En plus de favoriser le recyclage, cela limite également la contrefaçon et les risques qui en découlent. Ainsi, il ne suffit pas qu'une voiture consomme peu pour être
classée moins polluante. Dès sa conception, les ingénieurs doivent imaginer un véhicule qui pourra être recyclé à plus de 95% de sa masse. En finir avec les pièces de contrefaçon et miser sur le recyclage ; selon François Roudier, ce double-objectif permettrait même de créer des emplois : 

"Si tous les sites de contrefaçons sont fermés, on a un potentiel de création d'au moins 10.000 emplois liés à la destruction et au recyclage des vieux véhicules."

Une
seconde vie est donc possible pour la voiture, à condition de s'adresser à un centre
agréé. En effet, le recours à un casseur non agréé est aujourd'hui très
lourdement sanctionné par la loi. Il en est de même pour les 2 roues motorisés dont on estime le parc en France entre 3 et 4 millions.

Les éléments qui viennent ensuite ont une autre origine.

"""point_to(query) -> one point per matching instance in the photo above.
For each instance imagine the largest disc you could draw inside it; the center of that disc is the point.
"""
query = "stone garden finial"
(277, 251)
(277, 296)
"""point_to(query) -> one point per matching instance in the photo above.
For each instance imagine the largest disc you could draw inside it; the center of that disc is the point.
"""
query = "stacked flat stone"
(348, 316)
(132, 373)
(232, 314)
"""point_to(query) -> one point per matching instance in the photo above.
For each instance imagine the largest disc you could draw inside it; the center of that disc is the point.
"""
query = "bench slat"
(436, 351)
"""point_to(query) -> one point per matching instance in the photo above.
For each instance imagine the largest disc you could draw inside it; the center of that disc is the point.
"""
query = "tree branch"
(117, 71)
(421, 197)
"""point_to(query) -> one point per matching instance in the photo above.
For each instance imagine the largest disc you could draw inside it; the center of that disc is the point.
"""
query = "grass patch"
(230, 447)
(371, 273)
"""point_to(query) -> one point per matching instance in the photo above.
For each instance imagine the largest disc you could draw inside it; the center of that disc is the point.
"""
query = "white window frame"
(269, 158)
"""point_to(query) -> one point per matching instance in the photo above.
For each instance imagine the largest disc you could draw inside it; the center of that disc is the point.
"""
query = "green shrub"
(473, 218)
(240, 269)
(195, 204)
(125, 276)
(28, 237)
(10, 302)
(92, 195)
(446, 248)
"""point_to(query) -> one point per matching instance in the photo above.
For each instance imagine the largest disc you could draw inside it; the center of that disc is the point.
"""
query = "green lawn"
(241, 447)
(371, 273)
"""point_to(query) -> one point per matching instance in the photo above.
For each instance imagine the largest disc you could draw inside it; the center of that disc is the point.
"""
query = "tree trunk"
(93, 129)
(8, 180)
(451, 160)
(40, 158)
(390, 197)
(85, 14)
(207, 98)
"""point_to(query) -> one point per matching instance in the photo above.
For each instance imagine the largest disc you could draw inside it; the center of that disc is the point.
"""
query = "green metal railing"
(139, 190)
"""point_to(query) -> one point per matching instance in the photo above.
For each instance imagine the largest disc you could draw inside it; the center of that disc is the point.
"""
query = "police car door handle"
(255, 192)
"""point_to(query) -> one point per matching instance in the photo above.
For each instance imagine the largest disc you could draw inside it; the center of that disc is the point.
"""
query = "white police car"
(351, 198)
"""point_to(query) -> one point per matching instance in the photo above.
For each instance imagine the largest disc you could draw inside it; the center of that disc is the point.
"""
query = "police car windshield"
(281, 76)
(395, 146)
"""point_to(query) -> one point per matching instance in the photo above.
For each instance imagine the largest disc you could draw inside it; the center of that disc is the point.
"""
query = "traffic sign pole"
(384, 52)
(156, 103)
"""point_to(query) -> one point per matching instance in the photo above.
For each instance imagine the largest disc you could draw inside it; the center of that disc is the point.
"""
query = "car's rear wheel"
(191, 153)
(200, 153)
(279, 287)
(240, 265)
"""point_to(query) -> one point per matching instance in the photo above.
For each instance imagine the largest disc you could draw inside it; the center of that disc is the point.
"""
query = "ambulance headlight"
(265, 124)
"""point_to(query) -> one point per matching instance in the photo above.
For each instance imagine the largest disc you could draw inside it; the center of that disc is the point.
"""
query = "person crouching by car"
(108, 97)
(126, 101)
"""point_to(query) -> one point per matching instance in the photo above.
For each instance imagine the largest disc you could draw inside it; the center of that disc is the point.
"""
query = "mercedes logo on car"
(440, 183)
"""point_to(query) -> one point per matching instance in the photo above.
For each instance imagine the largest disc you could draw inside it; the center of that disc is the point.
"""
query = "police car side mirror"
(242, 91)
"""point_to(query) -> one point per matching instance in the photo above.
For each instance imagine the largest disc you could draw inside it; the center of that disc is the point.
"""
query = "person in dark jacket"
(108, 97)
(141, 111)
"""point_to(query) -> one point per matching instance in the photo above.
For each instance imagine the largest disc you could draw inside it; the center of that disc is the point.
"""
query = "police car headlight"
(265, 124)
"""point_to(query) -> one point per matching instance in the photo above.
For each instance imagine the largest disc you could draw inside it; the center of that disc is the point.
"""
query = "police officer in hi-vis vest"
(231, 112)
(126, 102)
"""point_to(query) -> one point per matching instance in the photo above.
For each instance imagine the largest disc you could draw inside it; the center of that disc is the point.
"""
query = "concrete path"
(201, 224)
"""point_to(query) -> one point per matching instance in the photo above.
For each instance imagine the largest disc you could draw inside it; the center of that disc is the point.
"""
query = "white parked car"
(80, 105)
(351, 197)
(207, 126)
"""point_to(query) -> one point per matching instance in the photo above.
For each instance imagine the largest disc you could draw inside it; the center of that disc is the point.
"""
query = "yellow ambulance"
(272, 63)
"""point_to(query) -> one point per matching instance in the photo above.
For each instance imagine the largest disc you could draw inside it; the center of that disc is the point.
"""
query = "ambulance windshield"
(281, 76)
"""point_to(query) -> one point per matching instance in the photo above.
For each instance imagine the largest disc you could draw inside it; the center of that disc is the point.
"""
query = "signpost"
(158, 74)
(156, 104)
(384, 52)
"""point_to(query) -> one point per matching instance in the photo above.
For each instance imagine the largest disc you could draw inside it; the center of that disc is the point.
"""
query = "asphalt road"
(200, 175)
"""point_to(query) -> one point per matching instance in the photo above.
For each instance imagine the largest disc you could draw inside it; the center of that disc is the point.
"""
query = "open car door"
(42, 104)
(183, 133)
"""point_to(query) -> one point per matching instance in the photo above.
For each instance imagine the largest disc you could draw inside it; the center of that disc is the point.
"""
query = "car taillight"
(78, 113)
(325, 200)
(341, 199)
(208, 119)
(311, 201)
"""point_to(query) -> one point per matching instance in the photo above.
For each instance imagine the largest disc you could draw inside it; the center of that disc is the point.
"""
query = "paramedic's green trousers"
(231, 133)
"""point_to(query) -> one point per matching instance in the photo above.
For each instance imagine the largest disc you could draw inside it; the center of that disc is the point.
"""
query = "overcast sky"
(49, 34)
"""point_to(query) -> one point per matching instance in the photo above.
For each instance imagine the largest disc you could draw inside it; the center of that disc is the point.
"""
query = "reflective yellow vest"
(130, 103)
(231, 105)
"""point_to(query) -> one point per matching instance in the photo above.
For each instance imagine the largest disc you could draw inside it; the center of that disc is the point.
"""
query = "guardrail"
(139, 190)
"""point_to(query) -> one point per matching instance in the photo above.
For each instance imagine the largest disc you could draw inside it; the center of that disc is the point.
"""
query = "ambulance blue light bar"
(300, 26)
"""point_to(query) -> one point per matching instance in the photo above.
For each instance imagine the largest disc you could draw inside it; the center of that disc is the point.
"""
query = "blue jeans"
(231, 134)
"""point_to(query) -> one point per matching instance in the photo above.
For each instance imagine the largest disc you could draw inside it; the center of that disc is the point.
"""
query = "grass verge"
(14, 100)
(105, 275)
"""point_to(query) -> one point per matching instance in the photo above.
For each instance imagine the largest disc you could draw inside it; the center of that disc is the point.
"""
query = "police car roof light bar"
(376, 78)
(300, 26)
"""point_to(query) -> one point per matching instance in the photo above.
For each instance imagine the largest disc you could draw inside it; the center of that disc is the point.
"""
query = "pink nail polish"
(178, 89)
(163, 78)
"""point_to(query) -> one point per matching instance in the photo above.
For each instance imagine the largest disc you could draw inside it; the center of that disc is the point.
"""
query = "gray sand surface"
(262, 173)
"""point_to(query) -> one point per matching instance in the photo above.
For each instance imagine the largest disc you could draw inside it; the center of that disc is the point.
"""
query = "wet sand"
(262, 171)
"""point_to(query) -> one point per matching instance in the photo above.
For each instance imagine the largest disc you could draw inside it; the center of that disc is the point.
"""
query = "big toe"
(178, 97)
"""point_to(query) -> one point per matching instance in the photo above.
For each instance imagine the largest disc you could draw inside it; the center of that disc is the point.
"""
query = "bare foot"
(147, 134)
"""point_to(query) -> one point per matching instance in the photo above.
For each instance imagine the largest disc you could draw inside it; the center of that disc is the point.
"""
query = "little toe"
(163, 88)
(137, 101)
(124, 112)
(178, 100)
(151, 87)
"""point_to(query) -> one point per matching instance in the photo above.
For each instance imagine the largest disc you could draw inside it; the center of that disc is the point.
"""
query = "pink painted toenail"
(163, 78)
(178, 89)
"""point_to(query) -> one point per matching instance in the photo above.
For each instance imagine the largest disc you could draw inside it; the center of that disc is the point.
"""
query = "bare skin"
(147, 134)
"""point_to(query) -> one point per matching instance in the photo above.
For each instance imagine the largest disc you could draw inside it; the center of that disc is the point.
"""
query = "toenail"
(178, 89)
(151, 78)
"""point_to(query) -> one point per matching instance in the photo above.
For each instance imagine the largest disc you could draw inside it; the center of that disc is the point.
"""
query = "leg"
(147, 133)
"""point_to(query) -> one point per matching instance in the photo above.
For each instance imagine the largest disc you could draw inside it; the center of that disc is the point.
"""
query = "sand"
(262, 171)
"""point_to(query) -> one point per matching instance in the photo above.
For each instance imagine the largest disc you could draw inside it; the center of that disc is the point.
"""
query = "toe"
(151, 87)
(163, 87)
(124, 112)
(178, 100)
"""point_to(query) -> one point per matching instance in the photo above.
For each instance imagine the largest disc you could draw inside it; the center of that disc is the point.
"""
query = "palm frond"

Quant aux 26 millions de vélos en France, ils sont également concernés par le recyclage. En effet, si près de 3 millions de vélos sont achetés neufs en France, environ 1 million et demi sont détruits tous les ans. C'est ce qui a donné l'idée à une association d' "heureux cyclistes" de favoriser des initiatives locales de recyclage des vélos en fin de vie.

Ainsi, L'Heureux Cyclage est un réseau d'ateliers vélo participatifs et solidaires qui vise à développer le réemploi de vélos inutilisés et l'apprentissage de la mécanique.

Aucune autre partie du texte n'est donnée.